Administering institution: School  of Medicine, University of Split, Croatia

Summary: Neuropathic pain is a maladaptive, persistent pain syndrome that results from damage to the peripheral or central nervous system (CNS). Its pathogenesis is incompletely understood and treatments are often inadequate. Exploration of the mechanisms producing neuropathic pain has been aided by the interventions targeted to dorsal root ganglion (DRG) which is the primary site of initial pathological changes that lead to neuropathy. A strong impetus for developing a suitable model of DRG injection is the avoidance of systemic and CNS toxicity during neuropathic pain treatment. However, targeted DRG delivery in small animal subjects is a methodological challenge, as DRGs are enclosed within the intervertebral foramen and are therefore not easily accessible for injection. We propose a short two-month visit to the established scientific group with an extensive experience in gene delivery to nociceptive neurons. Our goal is to adopt gene transfer technology targeted to DRGs, and with the help of this methodology strengthen previous and gain new collaborations, increase our research and innovation capacities and attract international funding. Acquiring this technique will additionally enable education of young scientists in our PhD programs.

Project results
The main objective of this visit was to learn and transfer to our laboratory technology of DRG targeted gene transfer.
The first part of the visit included learning surgical methodology. Direct injection of drugs into the dorsal root ganglion in small experimental animals represents a methodological challenge. The ganglion is situated in intervertebral foramen so it is not easily accessible. The surgical approach included the method of selective DRG injection - microsurgical approach using a minimal foraminotomy, orientation and selection of appropriate DRG, injection using a motorized injection system through a pulled glass micropipette. This approach optimizes efficacy of injected drug or a compound. It limits influences on other neuronal population, which is important for avoidance of serious side effects that inevitably accompany systemic medication.
For the first two weeks, I was observing experts doing this surgery and I was getting familiar with the equipment. After finishing the course and obtaining the license to work with experimental animals, I started to perform surgery on my own.
During the second part of the visit I was learning a new therapeutic approach for neuropathic pain, gene transfer technology. I was observing the manipulation with viral vectors and its delivery to DRG.  This included the evaluation of injectate distribution - spreading of the solution with dye injectate to quantify the necessary amount and later spreading of the viral components. The virus used in this research for gene therapy was adeno-associated virus. It is one of the most promising viral vectors for human gene therapy. It did not contain any specific therapeutic gene. The viral vector in this case carried a gene that coded for a marker, green fluorescent protein (GFP). This helped us to evaluate the efficacy of viral transduction inside the targeted dorsal root ganglion using immunohistochemical methods.

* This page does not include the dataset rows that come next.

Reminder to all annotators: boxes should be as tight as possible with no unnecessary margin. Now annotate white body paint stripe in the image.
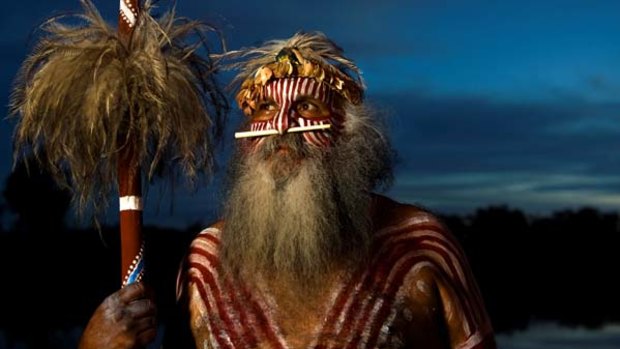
[120,0,136,27]
[119,195,143,212]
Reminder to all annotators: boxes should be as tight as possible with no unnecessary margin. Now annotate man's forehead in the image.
[263,77,332,101]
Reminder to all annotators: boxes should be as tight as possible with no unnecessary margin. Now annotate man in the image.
[81,34,495,349]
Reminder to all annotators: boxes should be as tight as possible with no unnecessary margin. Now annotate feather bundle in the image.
[214,32,365,114]
[10,0,228,216]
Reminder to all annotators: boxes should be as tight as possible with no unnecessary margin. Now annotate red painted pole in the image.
[118,0,144,286]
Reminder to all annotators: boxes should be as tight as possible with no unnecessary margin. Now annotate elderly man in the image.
[81,33,495,349]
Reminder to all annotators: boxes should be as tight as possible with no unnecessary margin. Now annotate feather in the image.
[10,0,228,218]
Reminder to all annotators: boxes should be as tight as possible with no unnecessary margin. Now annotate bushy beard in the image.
[220,109,393,291]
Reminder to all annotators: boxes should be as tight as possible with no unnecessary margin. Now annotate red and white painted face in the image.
[250,77,344,147]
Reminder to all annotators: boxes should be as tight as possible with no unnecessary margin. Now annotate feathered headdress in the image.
[218,32,365,114]
[10,0,227,216]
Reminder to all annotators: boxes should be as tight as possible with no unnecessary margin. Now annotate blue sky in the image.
[0,0,620,225]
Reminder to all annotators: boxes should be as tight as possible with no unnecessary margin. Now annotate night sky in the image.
[0,0,620,226]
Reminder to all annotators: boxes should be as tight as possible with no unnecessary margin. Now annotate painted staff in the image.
[11,0,227,285]
[118,0,144,286]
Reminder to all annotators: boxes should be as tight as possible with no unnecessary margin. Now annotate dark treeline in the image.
[0,164,620,349]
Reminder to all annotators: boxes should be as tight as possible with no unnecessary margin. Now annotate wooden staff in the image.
[118,0,144,286]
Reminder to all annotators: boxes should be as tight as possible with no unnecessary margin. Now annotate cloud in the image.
[497,323,620,349]
[373,95,620,213]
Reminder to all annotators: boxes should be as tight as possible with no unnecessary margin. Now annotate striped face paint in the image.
[250,77,344,147]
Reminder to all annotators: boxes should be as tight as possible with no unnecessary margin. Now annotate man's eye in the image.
[297,102,318,112]
[258,103,276,111]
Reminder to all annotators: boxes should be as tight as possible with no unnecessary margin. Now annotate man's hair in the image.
[218,32,365,115]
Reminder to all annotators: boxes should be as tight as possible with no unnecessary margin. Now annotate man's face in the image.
[242,77,344,148]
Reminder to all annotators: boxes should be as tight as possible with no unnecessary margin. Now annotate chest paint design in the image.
[250,77,344,147]
[188,214,485,349]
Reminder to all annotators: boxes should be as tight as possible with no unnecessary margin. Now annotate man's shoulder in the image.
[192,220,224,244]
[373,195,448,233]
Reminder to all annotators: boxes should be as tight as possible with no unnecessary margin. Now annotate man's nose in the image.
[273,106,294,135]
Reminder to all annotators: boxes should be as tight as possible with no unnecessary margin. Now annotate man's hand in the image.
[79,282,157,349]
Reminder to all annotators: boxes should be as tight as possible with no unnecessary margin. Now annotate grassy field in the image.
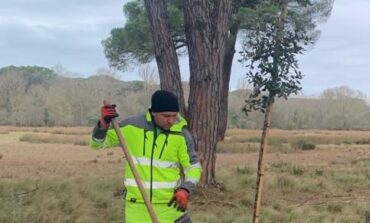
[0,126,370,223]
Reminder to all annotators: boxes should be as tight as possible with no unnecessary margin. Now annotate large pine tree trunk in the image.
[144,0,186,115]
[184,0,231,187]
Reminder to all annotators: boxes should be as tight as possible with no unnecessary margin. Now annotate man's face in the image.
[152,112,177,130]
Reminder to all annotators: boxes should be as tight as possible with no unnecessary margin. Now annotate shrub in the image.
[292,139,316,150]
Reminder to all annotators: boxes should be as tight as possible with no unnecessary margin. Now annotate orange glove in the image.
[168,188,189,212]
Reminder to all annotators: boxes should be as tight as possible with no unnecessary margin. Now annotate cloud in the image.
[0,0,128,75]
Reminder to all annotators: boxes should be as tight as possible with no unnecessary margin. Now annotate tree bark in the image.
[253,98,273,223]
[144,0,186,115]
[253,0,288,223]
[184,0,231,187]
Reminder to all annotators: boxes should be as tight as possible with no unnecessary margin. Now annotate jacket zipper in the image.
[150,126,157,201]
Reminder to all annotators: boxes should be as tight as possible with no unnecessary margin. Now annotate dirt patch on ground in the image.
[217,145,370,167]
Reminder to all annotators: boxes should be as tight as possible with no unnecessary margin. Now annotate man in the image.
[90,90,201,223]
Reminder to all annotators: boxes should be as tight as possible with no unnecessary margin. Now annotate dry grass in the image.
[19,134,89,145]
[0,127,370,223]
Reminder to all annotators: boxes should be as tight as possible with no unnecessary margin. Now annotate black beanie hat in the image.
[150,90,179,112]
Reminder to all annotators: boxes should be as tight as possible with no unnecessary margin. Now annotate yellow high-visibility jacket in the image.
[90,112,202,203]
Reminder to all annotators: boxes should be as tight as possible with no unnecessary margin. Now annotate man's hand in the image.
[100,103,118,129]
[168,188,189,212]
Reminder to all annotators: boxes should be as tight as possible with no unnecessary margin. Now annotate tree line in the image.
[0,66,370,130]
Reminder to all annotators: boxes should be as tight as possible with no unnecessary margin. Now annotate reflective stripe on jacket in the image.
[90,112,201,203]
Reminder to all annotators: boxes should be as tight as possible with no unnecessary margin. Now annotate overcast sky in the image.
[0,0,370,97]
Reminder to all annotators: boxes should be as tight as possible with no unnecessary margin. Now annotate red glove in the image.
[168,188,189,212]
[100,104,118,128]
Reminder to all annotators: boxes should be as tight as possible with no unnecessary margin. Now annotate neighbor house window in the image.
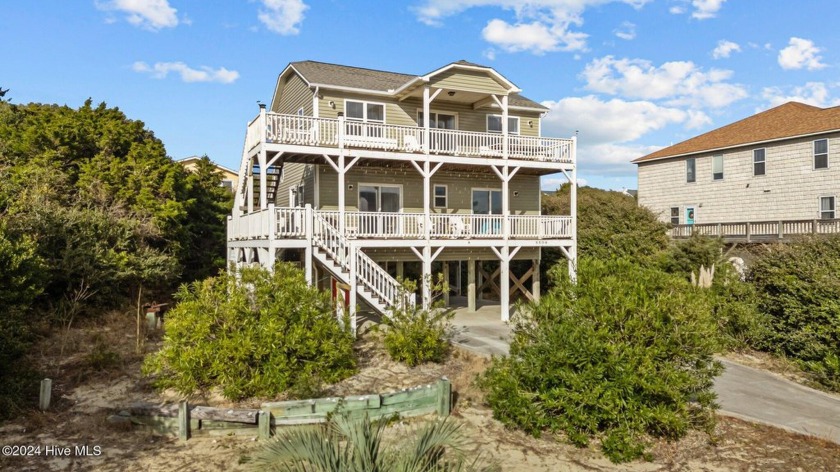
[435,185,446,208]
[487,115,519,134]
[712,154,723,180]
[753,149,766,175]
[685,157,696,183]
[814,139,828,169]
[820,197,835,220]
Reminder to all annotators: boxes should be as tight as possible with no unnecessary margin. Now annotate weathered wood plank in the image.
[178,401,190,441]
[381,385,437,406]
[127,403,260,424]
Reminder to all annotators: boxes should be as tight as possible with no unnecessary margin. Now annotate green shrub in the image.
[749,236,840,391]
[480,259,721,462]
[382,280,454,367]
[541,185,668,285]
[710,263,771,350]
[660,234,723,279]
[144,263,356,399]
[0,224,44,420]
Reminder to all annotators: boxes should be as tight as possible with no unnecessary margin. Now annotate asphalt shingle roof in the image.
[291,60,548,110]
[633,102,840,163]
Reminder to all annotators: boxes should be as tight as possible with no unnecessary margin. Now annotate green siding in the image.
[271,74,312,116]
[318,91,540,136]
[274,163,316,207]
[318,166,540,215]
[429,69,507,95]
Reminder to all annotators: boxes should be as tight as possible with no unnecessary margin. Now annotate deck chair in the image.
[403,134,420,152]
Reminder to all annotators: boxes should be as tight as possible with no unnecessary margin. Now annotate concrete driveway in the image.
[452,303,840,444]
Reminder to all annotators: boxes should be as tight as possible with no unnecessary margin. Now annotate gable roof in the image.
[280,60,548,110]
[633,102,840,164]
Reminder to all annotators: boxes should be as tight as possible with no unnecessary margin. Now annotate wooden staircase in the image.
[312,215,415,316]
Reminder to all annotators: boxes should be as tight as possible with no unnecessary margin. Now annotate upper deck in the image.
[245,113,575,167]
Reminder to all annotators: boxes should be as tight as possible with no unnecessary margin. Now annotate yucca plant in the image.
[253,415,499,472]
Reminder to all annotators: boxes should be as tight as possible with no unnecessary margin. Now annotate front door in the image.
[417,111,457,151]
[359,185,401,236]
[685,207,695,225]
[472,189,502,234]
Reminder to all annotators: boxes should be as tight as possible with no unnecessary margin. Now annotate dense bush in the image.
[144,263,356,399]
[382,280,455,367]
[0,225,44,420]
[481,259,721,461]
[542,185,668,267]
[750,236,840,391]
[660,234,726,279]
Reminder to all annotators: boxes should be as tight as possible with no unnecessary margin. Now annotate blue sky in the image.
[0,0,840,189]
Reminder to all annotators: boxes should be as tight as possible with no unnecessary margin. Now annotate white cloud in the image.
[131,61,239,84]
[257,0,309,36]
[779,37,825,70]
[761,82,840,108]
[712,39,741,59]
[541,95,690,145]
[614,21,636,41]
[414,0,652,54]
[691,0,726,20]
[581,56,747,108]
[95,0,178,31]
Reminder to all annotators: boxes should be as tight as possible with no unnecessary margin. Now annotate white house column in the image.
[467,259,475,313]
[257,103,268,210]
[569,135,577,283]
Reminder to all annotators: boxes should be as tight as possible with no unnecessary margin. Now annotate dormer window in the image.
[487,115,519,134]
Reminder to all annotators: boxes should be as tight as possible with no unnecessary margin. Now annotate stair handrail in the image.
[312,212,414,308]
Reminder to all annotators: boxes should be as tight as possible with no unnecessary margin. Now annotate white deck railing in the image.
[246,113,573,163]
[671,219,840,242]
[228,206,576,242]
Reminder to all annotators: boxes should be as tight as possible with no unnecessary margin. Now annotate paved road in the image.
[453,309,840,444]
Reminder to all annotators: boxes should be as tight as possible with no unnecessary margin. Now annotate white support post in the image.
[338,152,347,235]
[569,135,577,283]
[423,161,432,240]
[423,85,432,156]
[245,162,254,213]
[467,259,475,313]
[257,103,268,210]
[499,245,510,321]
[303,203,313,285]
[443,262,449,306]
[422,247,432,310]
[347,243,359,337]
[502,95,510,160]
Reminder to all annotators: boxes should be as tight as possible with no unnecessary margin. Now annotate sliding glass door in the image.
[359,185,402,235]
[472,188,502,234]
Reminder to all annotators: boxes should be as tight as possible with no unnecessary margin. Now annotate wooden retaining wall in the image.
[116,377,452,440]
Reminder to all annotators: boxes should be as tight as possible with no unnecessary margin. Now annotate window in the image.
[814,139,828,169]
[685,157,696,183]
[435,185,446,208]
[487,115,519,134]
[289,185,303,208]
[820,197,835,220]
[753,149,766,175]
[712,154,723,180]
[344,100,385,138]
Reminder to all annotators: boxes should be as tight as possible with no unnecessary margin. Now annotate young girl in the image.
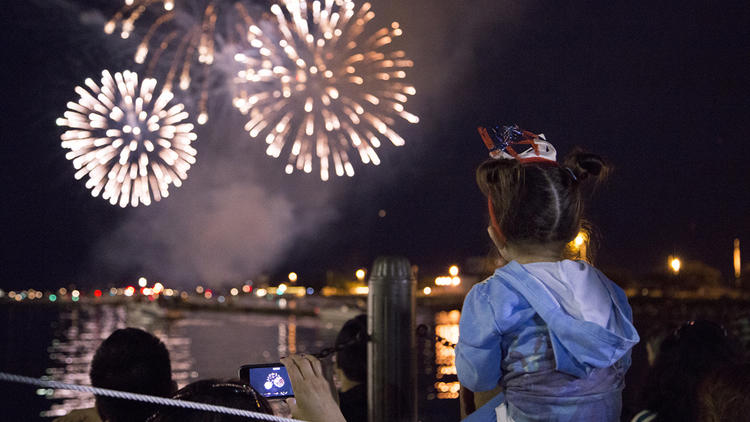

After my return, during May, we established functional system for targeted delivery of drugs into DRG. Due to additional financing, we were able to purchase all the necessary equipment for the drug delivery system. This helped us to accomplish this activity much faster than it was planned.

The setup for direct DRG injection at
Laboratory for Pain Research in Split

The PhD program Translational Research in Biomedicine – TRIBE started during May 2011. This methodology is included in the program of one obligatory and one elective course.
Public outreach was achieved through interview  for University newspaper "Universitas No. 19" (published as a supplement of Slobodna Dalmacija)  about UKF 2A grant and my results.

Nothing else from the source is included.